2009-03-22

Coming and Going

I just dropped my week-long house guest off at the train station (where IMD Professor Dominiq Thurpin was also taking the train to Geneve-Aeroport) for a tearful goodbye. It was a wonderful week with her in town and it felt so, so, so good to cook again--really for the first time in my 15 months in Lausanne. She also helped me outfit the apartment so it finally is really liveable.

We capped off the week with a birthday dinner last night at La Suite, where I have long eyed the 95-point Valdicava Brunello di Montalcino 2003 on their wine list. For the second time in a week our restaurant turned out only to have one bottle remaining so we were clearly destined to drink it. I would describe it as good-not-great. To be fair, it was too young and should have had a few more years in the bottle. It definitely opened up after a couple of hours but, even still, it didn't bowl me over. There were good red currant flavors up front and a gorgeous, satiny texture. The tannin profile was one of the best, most gentle I have tasted and the finish went on and on. Perhaps these are clues that James Suckling uses to predict that this wine will be 95 points in the future, when it is ready to drink. I readily admit that I don't have enough experience drinking top-quality Brunello to have an exceptional feel for its aging trajectory. To quote Braveheart, well that's something we shall have to remedy, now isn't it?

The rest of the dinner was delicious, as I have come to expect from La Suite: crottin de chevre and lentil soupe to start, bone-in lamb and sea bass after, followed by molten chocolate cake that paired excellently with the last dregs of our Brunello. Of course nothing could beat the company as we plotted out ways to change the world and juggle international careers. It was a fantastic ending to a fantastic pre-birthday week.
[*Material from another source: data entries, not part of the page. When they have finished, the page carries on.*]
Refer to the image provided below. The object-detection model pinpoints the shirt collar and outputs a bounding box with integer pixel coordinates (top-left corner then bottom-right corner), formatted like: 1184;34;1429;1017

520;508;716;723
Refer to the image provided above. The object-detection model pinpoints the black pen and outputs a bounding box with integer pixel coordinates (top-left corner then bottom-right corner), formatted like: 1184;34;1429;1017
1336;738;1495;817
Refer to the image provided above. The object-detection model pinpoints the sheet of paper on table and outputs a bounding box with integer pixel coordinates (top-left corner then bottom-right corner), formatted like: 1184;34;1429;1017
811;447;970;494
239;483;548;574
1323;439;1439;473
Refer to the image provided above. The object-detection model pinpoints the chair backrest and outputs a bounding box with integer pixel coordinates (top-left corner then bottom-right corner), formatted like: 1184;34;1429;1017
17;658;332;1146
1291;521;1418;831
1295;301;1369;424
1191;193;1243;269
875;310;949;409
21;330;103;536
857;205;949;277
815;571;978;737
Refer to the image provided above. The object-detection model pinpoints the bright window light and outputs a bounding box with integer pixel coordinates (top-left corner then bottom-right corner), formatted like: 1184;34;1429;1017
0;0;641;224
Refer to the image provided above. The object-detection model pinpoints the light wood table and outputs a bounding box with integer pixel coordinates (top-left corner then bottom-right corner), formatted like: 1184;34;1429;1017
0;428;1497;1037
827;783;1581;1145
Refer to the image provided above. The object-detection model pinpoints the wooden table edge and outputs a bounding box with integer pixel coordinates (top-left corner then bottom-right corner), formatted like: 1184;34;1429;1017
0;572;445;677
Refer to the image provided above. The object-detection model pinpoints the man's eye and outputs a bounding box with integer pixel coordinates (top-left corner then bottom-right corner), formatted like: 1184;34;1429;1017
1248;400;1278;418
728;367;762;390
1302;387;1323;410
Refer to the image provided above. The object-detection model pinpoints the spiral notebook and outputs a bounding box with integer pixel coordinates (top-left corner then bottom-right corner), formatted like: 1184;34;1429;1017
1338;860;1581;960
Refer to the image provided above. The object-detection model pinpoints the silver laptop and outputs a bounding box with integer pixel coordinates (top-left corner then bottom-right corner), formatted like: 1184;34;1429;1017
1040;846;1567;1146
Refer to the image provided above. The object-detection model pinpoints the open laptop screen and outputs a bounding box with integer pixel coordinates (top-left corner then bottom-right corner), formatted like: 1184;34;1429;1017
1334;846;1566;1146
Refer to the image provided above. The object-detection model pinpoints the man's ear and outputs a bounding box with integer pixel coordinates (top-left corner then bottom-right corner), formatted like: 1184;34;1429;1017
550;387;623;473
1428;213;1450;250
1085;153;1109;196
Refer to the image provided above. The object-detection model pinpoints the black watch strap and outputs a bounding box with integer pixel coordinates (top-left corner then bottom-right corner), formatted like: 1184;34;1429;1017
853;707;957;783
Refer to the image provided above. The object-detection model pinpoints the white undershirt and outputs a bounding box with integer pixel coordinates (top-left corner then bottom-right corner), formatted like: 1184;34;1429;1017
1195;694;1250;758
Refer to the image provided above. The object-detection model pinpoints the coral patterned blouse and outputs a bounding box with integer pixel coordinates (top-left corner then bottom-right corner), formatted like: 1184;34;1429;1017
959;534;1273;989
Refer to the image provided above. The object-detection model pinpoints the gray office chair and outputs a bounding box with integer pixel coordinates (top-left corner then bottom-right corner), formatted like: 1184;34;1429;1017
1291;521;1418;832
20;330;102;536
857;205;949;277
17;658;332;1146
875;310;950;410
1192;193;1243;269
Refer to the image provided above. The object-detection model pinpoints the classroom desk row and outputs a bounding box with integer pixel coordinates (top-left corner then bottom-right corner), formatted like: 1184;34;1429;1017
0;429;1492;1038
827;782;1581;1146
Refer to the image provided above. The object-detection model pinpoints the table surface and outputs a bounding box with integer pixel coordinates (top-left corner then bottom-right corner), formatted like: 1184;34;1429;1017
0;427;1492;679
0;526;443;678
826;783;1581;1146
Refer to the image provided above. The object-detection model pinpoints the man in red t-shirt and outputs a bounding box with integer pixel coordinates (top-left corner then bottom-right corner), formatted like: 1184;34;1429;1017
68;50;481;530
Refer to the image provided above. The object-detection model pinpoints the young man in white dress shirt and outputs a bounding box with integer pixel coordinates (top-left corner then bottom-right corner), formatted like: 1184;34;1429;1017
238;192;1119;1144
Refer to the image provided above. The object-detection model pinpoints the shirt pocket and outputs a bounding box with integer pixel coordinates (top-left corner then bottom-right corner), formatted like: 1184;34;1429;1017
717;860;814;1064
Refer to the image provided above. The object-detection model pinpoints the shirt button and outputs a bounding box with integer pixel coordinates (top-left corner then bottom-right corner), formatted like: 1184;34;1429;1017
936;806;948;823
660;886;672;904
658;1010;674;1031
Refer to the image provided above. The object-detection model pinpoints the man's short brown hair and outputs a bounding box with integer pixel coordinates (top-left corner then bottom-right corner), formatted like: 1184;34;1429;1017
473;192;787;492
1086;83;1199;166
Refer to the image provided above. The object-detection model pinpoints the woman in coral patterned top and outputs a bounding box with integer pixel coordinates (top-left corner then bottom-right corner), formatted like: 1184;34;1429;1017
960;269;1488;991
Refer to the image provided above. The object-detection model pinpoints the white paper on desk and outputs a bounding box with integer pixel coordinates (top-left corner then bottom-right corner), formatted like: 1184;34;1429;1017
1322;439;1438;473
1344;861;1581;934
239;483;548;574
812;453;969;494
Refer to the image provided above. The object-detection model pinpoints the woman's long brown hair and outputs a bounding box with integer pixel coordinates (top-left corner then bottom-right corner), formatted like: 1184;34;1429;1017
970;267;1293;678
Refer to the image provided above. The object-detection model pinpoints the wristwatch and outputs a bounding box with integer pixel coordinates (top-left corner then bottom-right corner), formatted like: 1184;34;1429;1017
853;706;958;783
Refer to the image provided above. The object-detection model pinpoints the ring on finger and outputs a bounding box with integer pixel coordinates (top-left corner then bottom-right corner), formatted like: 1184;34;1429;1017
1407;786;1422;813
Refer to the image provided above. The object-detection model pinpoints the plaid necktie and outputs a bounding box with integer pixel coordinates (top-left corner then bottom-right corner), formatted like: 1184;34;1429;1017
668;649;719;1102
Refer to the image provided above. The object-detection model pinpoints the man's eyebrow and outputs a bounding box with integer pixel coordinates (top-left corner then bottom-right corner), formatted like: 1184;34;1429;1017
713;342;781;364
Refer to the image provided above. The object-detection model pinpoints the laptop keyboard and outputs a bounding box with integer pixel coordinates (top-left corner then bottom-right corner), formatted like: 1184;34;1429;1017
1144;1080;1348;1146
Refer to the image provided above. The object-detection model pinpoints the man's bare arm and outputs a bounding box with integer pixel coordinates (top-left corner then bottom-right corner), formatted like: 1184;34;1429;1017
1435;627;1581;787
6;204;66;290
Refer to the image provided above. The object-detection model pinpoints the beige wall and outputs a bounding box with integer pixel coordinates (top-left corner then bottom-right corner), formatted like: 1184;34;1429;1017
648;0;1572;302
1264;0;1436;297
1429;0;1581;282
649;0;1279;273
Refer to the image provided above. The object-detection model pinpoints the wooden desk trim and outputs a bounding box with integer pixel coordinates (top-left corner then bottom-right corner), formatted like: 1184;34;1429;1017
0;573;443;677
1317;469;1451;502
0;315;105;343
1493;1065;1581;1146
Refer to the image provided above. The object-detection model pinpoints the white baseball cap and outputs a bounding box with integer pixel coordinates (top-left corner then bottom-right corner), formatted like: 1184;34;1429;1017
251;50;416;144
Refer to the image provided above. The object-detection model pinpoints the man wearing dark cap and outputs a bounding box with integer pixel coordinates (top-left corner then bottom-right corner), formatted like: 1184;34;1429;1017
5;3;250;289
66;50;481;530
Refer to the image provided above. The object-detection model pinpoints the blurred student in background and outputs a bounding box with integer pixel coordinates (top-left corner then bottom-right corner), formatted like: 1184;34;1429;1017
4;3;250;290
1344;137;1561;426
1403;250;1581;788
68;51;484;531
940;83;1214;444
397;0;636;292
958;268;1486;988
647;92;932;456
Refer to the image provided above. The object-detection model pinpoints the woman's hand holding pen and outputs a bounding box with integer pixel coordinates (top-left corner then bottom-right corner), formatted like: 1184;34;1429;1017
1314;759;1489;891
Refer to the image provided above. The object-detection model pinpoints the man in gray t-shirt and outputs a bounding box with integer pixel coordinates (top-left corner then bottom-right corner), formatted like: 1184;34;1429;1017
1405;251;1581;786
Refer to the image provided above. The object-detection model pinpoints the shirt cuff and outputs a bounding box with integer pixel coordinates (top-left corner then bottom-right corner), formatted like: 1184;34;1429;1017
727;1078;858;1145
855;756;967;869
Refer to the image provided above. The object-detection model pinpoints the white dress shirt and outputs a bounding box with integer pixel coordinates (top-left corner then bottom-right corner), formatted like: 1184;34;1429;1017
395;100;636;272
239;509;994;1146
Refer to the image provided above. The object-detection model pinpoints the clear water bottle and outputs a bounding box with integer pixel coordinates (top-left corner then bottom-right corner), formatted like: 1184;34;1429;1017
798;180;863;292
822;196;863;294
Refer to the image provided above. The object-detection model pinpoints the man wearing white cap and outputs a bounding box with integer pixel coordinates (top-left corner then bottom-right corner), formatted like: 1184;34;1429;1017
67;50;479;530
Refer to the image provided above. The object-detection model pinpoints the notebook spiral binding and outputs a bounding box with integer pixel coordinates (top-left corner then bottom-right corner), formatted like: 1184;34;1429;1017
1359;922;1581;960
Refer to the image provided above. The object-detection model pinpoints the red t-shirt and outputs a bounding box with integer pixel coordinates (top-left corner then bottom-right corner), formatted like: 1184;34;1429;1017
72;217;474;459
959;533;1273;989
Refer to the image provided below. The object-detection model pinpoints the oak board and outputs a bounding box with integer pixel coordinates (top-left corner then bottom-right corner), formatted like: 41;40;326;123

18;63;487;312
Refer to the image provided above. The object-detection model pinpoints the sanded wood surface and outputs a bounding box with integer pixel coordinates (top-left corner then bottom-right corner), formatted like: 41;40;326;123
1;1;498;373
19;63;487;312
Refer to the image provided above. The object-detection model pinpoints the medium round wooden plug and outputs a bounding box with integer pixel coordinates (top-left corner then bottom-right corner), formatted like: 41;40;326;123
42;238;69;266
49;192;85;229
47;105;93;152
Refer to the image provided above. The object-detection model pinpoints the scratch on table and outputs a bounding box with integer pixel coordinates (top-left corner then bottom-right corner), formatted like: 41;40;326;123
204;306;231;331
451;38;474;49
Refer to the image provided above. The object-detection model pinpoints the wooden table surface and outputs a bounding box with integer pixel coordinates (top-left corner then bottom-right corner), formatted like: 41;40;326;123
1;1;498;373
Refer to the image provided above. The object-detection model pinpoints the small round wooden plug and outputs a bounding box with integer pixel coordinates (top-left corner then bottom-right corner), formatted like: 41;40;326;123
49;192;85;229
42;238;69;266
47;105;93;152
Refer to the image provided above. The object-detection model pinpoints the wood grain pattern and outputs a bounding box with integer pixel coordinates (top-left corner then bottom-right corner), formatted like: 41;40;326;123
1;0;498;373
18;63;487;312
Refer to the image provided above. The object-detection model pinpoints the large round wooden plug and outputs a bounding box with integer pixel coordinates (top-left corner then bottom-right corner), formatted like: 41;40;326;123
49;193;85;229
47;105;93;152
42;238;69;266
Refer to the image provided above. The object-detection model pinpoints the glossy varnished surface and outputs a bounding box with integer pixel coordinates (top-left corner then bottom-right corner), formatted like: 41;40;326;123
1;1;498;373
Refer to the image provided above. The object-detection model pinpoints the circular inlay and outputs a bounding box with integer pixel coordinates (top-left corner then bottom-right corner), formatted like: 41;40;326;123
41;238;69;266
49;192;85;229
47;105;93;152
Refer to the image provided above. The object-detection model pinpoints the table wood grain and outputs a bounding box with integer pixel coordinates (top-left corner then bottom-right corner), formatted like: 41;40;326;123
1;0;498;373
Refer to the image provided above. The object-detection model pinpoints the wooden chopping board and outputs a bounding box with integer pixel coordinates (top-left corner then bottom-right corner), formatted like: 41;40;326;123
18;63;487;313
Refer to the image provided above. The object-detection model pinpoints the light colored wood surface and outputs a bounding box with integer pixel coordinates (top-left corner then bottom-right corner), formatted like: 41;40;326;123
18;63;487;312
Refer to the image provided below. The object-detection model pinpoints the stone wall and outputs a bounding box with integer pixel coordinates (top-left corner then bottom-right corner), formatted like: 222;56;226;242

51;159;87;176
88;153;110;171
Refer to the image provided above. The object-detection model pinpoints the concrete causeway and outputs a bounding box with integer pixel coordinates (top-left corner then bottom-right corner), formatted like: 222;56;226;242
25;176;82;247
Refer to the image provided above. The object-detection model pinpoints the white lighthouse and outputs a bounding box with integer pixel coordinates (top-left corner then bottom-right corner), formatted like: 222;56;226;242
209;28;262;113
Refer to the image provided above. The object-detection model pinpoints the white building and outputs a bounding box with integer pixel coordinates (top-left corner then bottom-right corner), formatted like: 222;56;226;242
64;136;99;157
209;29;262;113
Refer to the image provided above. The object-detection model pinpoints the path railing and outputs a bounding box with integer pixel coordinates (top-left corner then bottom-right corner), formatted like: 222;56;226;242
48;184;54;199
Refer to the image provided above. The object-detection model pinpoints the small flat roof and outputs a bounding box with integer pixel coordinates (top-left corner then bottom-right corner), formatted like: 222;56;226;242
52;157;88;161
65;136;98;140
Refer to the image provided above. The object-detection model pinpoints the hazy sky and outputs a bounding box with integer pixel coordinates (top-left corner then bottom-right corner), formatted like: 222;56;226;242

Now it is time to return 100% of my focus to Poken. I have been taking on too many things in my three months here and, as a consequence, not doing any of them exceptionally. It's my fault for letting myself get sucked into working in the business instead of on it, which is always an easy temptation in a startup where everything is urgent. It is not too late to rectify, however, and I'm on the case, working feverishly to crank out some deliverables before I hop on a plane to Taipei this afternoon.